4. The magnetic resonance system of claim 2 or 3, wherein the spatial encoding is one-dimensional, wherein the discrete voxels are a set of discrete slices, wherein the method further comprises the step of dividing the magnetic resonance data into the set of slices, wherein the abundance of each of a set of predetermined substances is calculated within each of the set of slices by comparing the magnetic resonance data for each of the set of slices with the magnetic resonance fingerprinting dictionary.
5. The magnetic resonance system of claim 2 or 3, wherein the spatial encoding is performed by controlling the magnetic field gradient system to produce a constant magnetic field gradient in a predetermined direction during the execution of the pulse sequence.
6. The magnetic resonance system of claim 2 or 3, wherein the spatial encoding is performed by controlling the magnetic field gradient system to produce a one dimensional readout gradient at least partially during the sampling event.
7. The magnetic resonance system of any one of claims 2 to 8, wherein the spatial encoding is three dimensional, wherein the spatial encoding is performed by controlling the magnetic field gradient system to produce a three dimensional readout gradient at least partially during the sampling event.
8. The magnetic resonance system of claim 2 to 3, wherein the spatial encoding is performed as non-Cartesian spatial encoding, wherein the spatial encoding is performed by controlling the magnetic field gradient system to produce a readout gradient during the sampling event which samples k-space in a non-Cartesian order.
9. The magnetic resonance system of claim 2 to 3, wherein the calculation of the abundance of each of the predetermined tissue types within each of discrete voxels by comparing the magnetic resonance data for each of the discrete voxels with the magnetic resonance fingerprinting dictionary is performed by:
expressing each magnetic resonance signal of the magnetic resonance data as a linear combination of the signal from each of the set of predetermined substances, and - determining the abundance of each of the set of predetermined substances by solving the linear combination using a minimization technique.
10. The magnetic resonance system of claim 1, wherein one or several dummy sequence modules having a duration equal to the fixed repetition time are applied in the train of pulse repetitions, each dummy sequence being void of RF excitations and sampling events.

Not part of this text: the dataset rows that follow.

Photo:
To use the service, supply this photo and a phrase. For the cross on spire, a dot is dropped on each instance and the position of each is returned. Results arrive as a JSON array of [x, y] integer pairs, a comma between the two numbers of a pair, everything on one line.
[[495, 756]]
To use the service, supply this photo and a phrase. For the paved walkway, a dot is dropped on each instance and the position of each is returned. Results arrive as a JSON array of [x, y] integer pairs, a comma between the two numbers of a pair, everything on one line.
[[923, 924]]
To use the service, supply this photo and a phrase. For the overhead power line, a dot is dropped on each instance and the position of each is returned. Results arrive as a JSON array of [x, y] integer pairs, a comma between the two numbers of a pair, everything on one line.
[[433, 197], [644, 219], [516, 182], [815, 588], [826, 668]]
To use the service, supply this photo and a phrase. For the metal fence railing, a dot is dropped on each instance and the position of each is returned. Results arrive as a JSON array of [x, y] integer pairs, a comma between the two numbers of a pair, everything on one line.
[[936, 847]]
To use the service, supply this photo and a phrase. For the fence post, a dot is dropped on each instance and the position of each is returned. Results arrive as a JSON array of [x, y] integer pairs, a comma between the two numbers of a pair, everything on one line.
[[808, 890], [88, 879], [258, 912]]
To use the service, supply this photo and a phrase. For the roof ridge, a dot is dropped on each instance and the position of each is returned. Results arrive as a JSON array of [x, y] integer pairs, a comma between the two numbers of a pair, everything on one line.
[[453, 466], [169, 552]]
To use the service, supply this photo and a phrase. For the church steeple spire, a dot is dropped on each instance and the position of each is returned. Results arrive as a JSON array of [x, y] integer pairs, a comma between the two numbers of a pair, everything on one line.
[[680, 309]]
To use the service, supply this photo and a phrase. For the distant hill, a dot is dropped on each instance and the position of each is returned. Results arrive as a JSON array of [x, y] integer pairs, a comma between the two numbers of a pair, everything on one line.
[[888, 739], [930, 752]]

11. The magnetic resonance system of claim 10, wherein the train of pulse sequence repetitions is arranged to form a gradient spoiled and optionally pseudo Tl -spoiled sequence.
12. The magnetic resonance system of any one of the preceding claims, wherein execution of the machine executable instructions further causes the processor to calculate the magnetic resonance fingerprinting dictionary.

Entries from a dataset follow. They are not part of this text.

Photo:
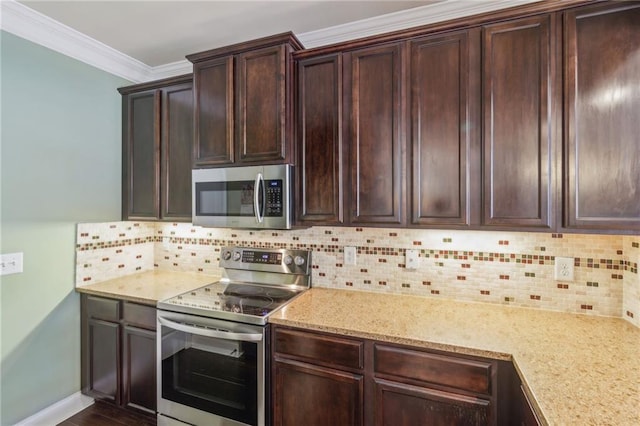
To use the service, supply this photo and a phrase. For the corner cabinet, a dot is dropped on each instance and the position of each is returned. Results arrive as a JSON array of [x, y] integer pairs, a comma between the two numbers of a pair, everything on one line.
[[520, 120], [243, 103], [118, 343], [157, 122], [321, 378], [318, 379], [602, 105]]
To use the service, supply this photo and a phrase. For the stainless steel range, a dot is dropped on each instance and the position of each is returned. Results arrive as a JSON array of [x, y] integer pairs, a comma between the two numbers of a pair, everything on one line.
[[213, 364]]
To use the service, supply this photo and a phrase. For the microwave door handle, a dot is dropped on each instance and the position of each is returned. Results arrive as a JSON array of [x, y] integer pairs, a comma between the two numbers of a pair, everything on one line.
[[257, 205], [207, 332]]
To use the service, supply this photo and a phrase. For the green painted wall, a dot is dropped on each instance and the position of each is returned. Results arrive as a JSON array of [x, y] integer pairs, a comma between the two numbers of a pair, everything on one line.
[[60, 164]]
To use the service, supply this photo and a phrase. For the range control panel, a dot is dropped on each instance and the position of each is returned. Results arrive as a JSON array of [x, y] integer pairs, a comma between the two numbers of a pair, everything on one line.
[[265, 259]]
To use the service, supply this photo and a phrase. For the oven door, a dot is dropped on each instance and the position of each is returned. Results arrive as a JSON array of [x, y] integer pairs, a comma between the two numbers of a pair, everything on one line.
[[211, 372]]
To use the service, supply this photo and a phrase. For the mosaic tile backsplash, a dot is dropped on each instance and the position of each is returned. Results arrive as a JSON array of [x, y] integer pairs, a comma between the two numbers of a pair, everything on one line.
[[510, 268]]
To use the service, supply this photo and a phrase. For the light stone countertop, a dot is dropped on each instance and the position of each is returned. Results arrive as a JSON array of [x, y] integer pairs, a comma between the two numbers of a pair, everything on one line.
[[149, 287], [580, 370]]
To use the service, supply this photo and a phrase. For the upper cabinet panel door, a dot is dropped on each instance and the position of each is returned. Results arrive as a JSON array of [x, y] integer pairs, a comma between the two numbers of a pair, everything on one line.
[[602, 117], [320, 151], [519, 123], [444, 102], [262, 104], [214, 106], [376, 135], [177, 141], [141, 155]]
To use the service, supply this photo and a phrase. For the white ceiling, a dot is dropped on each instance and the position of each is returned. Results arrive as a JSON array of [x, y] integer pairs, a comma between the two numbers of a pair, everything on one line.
[[161, 32], [142, 40]]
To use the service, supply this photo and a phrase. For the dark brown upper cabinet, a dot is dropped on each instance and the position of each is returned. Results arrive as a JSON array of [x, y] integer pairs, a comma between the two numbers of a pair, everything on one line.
[[374, 95], [157, 140], [243, 103], [602, 117], [320, 163], [519, 98], [444, 103]]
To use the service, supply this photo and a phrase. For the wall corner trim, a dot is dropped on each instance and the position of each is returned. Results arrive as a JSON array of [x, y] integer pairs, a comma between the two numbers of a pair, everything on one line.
[[59, 411]]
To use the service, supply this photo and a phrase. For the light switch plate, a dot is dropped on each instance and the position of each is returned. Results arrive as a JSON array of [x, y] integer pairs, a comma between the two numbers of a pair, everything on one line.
[[11, 263]]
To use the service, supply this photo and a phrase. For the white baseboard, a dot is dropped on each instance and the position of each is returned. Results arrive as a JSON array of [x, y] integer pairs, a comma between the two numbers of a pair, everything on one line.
[[58, 412]]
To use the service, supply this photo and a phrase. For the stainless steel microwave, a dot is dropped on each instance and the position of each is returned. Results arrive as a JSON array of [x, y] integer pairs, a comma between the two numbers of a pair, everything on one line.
[[243, 197]]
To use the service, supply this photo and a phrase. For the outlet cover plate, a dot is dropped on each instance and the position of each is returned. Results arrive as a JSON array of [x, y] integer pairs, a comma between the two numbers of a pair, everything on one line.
[[349, 255], [411, 259], [564, 269]]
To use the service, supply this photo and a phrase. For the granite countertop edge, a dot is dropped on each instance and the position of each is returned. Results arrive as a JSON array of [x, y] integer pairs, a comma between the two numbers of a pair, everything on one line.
[[527, 351]]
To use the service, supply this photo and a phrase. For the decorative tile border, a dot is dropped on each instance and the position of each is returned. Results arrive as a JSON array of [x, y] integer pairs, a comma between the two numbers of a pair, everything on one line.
[[493, 267]]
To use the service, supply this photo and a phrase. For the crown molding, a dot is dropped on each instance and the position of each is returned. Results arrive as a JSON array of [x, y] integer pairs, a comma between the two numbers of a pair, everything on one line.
[[26, 23], [31, 25], [419, 16]]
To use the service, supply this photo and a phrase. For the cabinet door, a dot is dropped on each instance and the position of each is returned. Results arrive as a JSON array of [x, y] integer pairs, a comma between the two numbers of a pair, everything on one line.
[[519, 123], [139, 368], [214, 112], [376, 135], [177, 143], [444, 132], [103, 360], [262, 105], [320, 151], [602, 111], [399, 404], [316, 396], [141, 155]]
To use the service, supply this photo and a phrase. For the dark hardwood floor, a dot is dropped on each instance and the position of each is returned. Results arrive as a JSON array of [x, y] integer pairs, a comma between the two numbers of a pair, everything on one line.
[[104, 414]]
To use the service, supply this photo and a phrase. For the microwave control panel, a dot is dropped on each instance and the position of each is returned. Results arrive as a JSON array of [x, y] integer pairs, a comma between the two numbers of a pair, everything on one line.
[[273, 207]]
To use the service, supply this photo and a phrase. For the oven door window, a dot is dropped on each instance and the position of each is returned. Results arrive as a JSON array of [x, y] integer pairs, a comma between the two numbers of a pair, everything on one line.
[[227, 199], [214, 375]]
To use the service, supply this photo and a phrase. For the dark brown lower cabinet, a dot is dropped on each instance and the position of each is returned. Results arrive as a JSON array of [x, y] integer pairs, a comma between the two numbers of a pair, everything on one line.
[[312, 395], [328, 379], [118, 344], [103, 347], [399, 404], [139, 368]]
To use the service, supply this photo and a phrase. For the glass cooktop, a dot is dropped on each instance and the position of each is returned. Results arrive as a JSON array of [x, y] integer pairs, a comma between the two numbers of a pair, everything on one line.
[[243, 302]]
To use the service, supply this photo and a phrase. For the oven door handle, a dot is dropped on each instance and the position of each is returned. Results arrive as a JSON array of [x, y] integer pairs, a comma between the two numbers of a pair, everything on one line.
[[241, 337]]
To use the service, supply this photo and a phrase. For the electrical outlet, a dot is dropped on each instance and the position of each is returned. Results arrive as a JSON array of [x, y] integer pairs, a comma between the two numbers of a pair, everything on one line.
[[11, 263], [411, 259], [563, 269], [349, 255]]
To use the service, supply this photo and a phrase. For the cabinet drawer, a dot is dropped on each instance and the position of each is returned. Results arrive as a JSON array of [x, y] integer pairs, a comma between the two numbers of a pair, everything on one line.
[[319, 348], [139, 315], [104, 309], [460, 373]]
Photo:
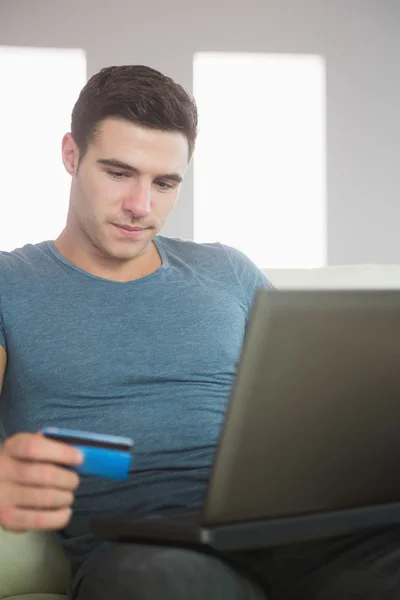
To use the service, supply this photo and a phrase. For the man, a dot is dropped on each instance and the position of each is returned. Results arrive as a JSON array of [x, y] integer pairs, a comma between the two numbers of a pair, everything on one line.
[[114, 328]]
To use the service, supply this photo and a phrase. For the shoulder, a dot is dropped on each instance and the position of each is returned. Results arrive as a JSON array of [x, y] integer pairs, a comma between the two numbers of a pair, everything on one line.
[[18, 263], [221, 262]]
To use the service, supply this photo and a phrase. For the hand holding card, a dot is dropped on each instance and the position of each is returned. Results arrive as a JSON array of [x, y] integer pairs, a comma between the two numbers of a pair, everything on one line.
[[104, 455]]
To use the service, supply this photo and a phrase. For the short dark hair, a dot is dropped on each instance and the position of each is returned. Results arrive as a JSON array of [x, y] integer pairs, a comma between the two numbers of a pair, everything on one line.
[[138, 94]]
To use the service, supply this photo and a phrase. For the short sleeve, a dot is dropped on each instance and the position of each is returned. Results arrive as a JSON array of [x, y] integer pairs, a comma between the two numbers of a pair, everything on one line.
[[250, 277]]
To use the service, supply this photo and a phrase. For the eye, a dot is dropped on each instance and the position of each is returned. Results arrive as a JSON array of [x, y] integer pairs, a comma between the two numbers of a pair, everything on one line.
[[117, 174], [164, 186]]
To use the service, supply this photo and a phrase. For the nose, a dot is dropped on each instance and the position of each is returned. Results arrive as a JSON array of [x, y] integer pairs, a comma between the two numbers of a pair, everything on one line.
[[139, 200]]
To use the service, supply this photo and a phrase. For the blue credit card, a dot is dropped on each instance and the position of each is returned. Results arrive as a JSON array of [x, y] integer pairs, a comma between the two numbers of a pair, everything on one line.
[[104, 455]]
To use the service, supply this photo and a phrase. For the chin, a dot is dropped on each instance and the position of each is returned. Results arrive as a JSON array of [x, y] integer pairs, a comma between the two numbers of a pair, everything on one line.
[[126, 251]]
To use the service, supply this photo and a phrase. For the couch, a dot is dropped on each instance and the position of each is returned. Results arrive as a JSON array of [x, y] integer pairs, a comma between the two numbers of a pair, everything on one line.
[[32, 567]]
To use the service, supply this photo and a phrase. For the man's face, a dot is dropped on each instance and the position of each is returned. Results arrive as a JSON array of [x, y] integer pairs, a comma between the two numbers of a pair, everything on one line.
[[130, 176]]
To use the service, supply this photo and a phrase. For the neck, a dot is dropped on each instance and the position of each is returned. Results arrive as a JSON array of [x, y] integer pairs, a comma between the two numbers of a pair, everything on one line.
[[91, 261]]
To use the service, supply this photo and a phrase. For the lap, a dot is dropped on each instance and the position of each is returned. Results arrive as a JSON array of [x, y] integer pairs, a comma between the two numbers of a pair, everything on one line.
[[364, 565], [140, 572]]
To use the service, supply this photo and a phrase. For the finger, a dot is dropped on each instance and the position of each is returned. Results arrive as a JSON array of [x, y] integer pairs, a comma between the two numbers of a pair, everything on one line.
[[19, 519], [34, 497], [37, 447], [37, 474]]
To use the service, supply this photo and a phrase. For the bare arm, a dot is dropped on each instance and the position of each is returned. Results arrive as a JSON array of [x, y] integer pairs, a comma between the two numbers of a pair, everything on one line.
[[3, 362]]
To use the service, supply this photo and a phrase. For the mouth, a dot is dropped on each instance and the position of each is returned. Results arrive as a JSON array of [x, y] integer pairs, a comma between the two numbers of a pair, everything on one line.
[[132, 232]]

13. The magnetic resonance system of any one of the preceding claims, wherein the pulse sequence commands specify the reading out of the k-space center at the fixed delay.

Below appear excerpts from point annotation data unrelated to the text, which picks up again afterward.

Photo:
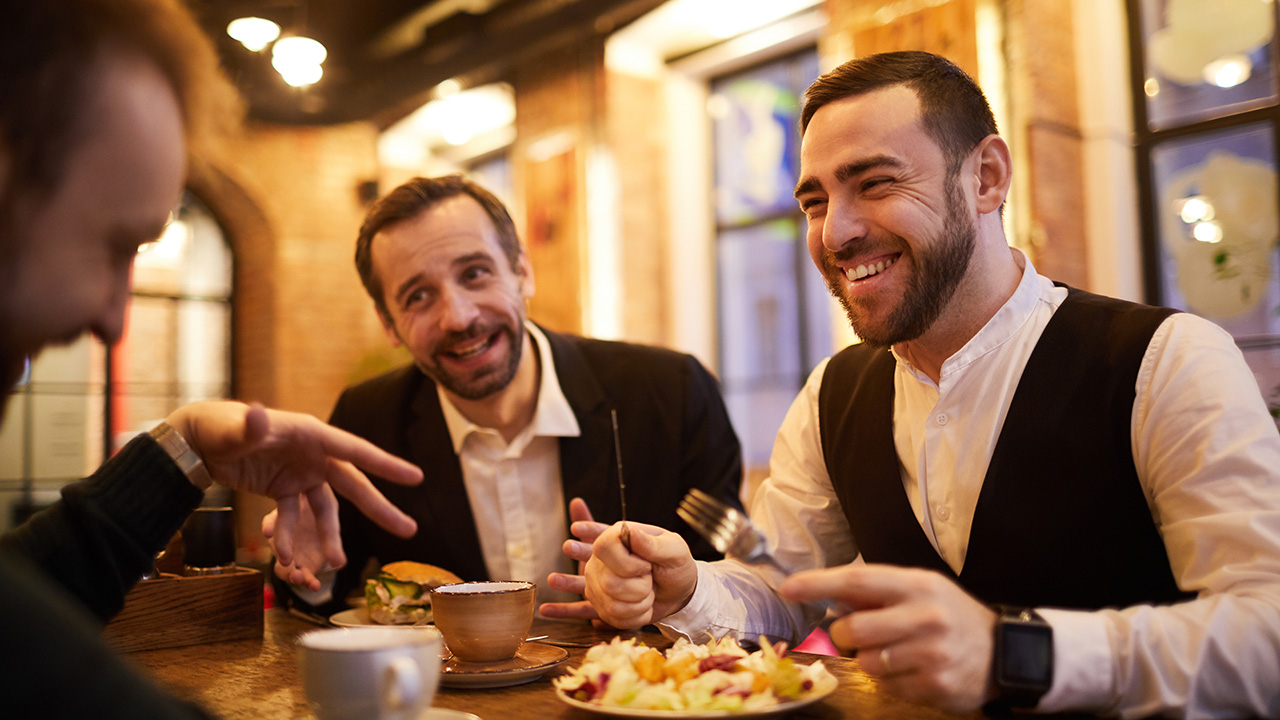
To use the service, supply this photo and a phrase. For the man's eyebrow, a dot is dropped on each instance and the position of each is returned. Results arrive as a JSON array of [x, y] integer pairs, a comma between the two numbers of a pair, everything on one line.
[[854, 169], [849, 171], [808, 185], [407, 285]]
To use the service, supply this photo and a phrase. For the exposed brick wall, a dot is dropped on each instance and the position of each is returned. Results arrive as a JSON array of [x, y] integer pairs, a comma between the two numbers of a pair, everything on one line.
[[636, 139], [298, 268]]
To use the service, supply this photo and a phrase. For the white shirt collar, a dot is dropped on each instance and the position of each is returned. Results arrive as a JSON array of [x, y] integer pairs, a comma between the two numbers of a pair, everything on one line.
[[552, 418]]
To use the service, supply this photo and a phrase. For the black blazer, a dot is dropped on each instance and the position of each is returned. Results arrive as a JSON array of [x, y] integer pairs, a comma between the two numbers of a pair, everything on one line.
[[675, 431]]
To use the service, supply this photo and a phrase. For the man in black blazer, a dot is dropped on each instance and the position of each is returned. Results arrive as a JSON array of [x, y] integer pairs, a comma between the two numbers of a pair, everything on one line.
[[440, 259]]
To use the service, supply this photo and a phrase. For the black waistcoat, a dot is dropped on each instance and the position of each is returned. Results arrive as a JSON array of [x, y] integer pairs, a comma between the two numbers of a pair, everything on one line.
[[1061, 519]]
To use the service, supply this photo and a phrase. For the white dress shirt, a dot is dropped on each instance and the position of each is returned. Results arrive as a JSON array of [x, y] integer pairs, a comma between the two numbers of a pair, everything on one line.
[[515, 488], [1207, 455]]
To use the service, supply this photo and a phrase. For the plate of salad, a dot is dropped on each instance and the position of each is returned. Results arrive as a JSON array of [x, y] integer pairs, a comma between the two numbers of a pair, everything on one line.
[[714, 679]]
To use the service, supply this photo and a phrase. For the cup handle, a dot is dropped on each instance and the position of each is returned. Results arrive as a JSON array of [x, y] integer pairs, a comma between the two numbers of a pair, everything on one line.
[[402, 684]]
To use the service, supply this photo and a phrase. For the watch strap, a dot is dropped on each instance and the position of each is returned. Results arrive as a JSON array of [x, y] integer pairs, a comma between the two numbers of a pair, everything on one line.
[[182, 454]]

14. A computer program product containing machine executable instructions (150, 152, 154) for execution by a processor (130) controlling a magnetic resonance system (100) for acquiring a magnetic resonance data (142) from a subject (118) within a measurement zone (108), wherein the magnetic resonance system comprises a magnet (104) for generating a main magnetic field within the measurement zone; wherein the magnetic resonance system further comprises a magnetic field gradient system (110, 112) for generating a gradient magnetic field within the measurement zone in at least one direction by supplying current to a set of magnetic gradient coils (110) for each of the at least one direction, wherein execution of the machine executable instructions causes the processor to:
• acquire (200) the magnetic resonance data by controlling the magnetic resonance system with pulse sequence commands (140), wherein the pulse sequence commands cause the magnetic resonance system to acquire the magnetic resonance data according to a magnetic resonance fingerprinting technique, wherein the pulse sequence commands specify a train (500) of pulse sequence repetitions (502, 504), wherein each pulse sequence repetition has a fixed repetition time (302), wherein each pulse sequence repetition comprises either a radio frequency pulse (310) or a sampling event (404) occurring at a fixed delay from the start of the pulse sequence repetition, wherein the radio frequency pulse is chosen from a distribution of radio frequency pulses, wherein the distribution of radio frequency pulses cause magnetic spins to rotate to a distribution of flip angles, wherein the pulse sequence commands specify the application of gradient magnetic fields in the at least one direction by controlling the supplied current to the set of gradient coils, wherein for each of the set of magnetic gradient coils the integral of current supplied is a constant for each fixed repetition time; and
• calculate (202) the abundance of each of a set of predetermined substances by comparing the magnetic resonance data with a magnetic resonance fingerprinting dictionary (144), wherein the magnetic resonance fingerprinting dictionary (800) contains a listing of calculated magnetic resonance signals (802, 804) in response to execution of the pulse sequence commands for a set of predetermined substances.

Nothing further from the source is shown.